Dr. Stills: I used to run Crone ceremonies, which is what the Native Americans do when a woman goes through menopause. They feel that when a woman is no longer bleeding, she's no longer losing her wisdom to the earth. She's retaining it. And so she becomes a wise Crone. Native cultures seem to revere the elders more than [caucasian] society. We kind of just put the elders out to pasture like they’re not important anymore, especially women. I run women's retreats with a friend of mine who is a yoga teacher, and we call them the Women of Wisdom Retreats, in which we do salon-style circles in which we talk about the beauty of menopause. 

I also use color puncture. Color puncture is a technique from Germany that uses different colored lights and crystals on different parts of the body in different zones. It's the work of Peter Mandela, who's a genius. And that is very deep work. It's working with bio photons which impact the energy field of the body. Because we are energy, even though we don't appear that way. And so we have to address the energy field, the bio field and healing. I have studied extensively in Europe, learning different ways of how we clear the field, from neural therapy to injecting scars.

 

AH: We’ve talked a lot about flipping the script as a lifestyle practice. Are there points where it has served you to go off-script as a doctor? 

Dr. Stills: I'm very eclectic in what I do. Every patient needs different things. And I do a lot of lifestyle and education implementation because our lifestyle is crucial to how we heal. I'm obsessed with people being hydrated. I'm obsessed with people sleeping, I'm obsessed with people moving their bodies. I'm obsessed with people chewing their food and eating the right foods. And at the right time, I'm obsessed with people being happy and having joy in their lives. And so there's so much that goes into being a fulfilled woman, a fulfilled human being, and being healthy. And so it's so much more than just knowing where to stick the needle. 

There are things I know intuitively. You don't need to study to know that sleeping helps your health.

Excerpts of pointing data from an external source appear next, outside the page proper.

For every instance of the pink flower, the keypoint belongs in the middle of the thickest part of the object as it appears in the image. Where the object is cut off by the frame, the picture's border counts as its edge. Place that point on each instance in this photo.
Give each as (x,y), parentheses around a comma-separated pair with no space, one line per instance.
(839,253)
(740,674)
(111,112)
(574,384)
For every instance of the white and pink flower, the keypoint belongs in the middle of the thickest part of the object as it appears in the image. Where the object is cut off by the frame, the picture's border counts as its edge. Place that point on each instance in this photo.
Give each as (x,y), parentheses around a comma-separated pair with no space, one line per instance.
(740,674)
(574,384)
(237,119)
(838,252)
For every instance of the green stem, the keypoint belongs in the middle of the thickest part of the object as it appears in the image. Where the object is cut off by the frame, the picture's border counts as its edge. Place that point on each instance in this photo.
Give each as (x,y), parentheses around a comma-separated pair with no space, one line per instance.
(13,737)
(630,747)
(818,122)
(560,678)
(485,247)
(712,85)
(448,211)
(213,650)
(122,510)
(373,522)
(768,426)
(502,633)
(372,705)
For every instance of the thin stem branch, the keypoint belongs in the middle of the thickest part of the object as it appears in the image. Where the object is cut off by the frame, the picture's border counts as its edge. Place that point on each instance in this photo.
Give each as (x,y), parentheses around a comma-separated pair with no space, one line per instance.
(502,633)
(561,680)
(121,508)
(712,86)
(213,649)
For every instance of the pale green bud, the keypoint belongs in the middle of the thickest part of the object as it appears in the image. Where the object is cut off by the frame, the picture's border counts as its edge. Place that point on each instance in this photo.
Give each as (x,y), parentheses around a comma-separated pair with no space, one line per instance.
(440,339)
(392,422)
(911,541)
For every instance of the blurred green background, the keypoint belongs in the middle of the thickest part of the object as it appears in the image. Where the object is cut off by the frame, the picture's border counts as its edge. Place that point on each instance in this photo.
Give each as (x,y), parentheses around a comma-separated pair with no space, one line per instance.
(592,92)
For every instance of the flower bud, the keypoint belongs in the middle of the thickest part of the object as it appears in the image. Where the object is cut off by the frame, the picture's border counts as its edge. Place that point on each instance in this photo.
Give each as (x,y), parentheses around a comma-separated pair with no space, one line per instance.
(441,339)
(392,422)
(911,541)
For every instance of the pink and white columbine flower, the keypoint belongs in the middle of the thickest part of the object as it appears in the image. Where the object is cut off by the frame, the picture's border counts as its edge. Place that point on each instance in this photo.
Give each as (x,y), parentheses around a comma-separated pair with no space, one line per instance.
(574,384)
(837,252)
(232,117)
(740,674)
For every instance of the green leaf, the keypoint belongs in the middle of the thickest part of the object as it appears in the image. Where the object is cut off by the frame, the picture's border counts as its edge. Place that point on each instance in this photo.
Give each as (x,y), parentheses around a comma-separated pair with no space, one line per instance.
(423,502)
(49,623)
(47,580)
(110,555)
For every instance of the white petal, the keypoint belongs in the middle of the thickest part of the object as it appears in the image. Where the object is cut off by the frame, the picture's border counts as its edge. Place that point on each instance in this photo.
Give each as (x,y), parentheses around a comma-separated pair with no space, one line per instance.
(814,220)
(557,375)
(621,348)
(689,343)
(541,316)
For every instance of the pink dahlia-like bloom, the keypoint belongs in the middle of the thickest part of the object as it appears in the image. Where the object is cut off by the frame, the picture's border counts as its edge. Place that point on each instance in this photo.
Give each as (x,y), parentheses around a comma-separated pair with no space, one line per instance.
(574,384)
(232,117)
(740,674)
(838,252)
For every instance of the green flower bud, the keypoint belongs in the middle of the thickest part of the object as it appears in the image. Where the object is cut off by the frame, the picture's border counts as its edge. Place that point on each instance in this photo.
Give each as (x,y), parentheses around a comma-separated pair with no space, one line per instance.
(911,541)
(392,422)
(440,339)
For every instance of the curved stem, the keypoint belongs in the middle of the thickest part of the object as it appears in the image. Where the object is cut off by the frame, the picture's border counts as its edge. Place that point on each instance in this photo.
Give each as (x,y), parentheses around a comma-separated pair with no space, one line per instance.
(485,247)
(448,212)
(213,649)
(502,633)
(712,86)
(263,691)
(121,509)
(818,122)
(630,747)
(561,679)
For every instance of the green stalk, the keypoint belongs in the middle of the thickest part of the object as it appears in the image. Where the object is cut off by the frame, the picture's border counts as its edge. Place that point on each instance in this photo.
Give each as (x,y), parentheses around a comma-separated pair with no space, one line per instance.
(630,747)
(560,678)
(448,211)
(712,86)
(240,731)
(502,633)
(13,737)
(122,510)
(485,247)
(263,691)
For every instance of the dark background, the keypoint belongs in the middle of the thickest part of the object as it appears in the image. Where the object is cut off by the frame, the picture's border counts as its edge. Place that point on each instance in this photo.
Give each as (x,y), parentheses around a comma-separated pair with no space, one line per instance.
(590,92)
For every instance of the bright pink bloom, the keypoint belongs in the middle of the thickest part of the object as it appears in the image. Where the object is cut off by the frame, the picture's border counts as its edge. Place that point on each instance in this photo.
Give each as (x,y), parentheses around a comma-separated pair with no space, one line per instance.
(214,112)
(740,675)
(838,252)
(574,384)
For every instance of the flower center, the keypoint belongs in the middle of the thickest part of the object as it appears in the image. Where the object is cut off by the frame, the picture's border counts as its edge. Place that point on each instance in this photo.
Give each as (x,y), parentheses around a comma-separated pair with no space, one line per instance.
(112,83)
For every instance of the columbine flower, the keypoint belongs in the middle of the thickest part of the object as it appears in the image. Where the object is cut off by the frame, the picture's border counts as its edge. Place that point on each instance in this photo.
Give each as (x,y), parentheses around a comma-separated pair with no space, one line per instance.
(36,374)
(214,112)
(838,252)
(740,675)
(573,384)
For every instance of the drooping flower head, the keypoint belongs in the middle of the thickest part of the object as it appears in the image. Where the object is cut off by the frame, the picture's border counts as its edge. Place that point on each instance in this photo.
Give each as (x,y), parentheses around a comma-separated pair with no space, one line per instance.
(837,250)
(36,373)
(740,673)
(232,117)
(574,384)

I just know that if I have any woman who comes in on the birth control pill, I have to get them off of it. Fertility treatments are a little different, because some women are desperate to have a baby. And they've done that. I do work a lot with infertility. There's a lot that can be done, but it just depends when a patient is coming to me and their history or so forth. And so then I'm just straightforward that we have to do a lot of rebalancing and detoxing if they've taken the pill and other harmful medications.

I always go back to that first cancer patient I had that taught me a really profound lesson as a young doctor: “Never listen to the societal myths about health. Cancer is a death sentence.” Yes, supposedly. But I don't believe in death sentences. I always think there's hope. I always think there's a miracle just waiting to manifest and you just have to tap into it.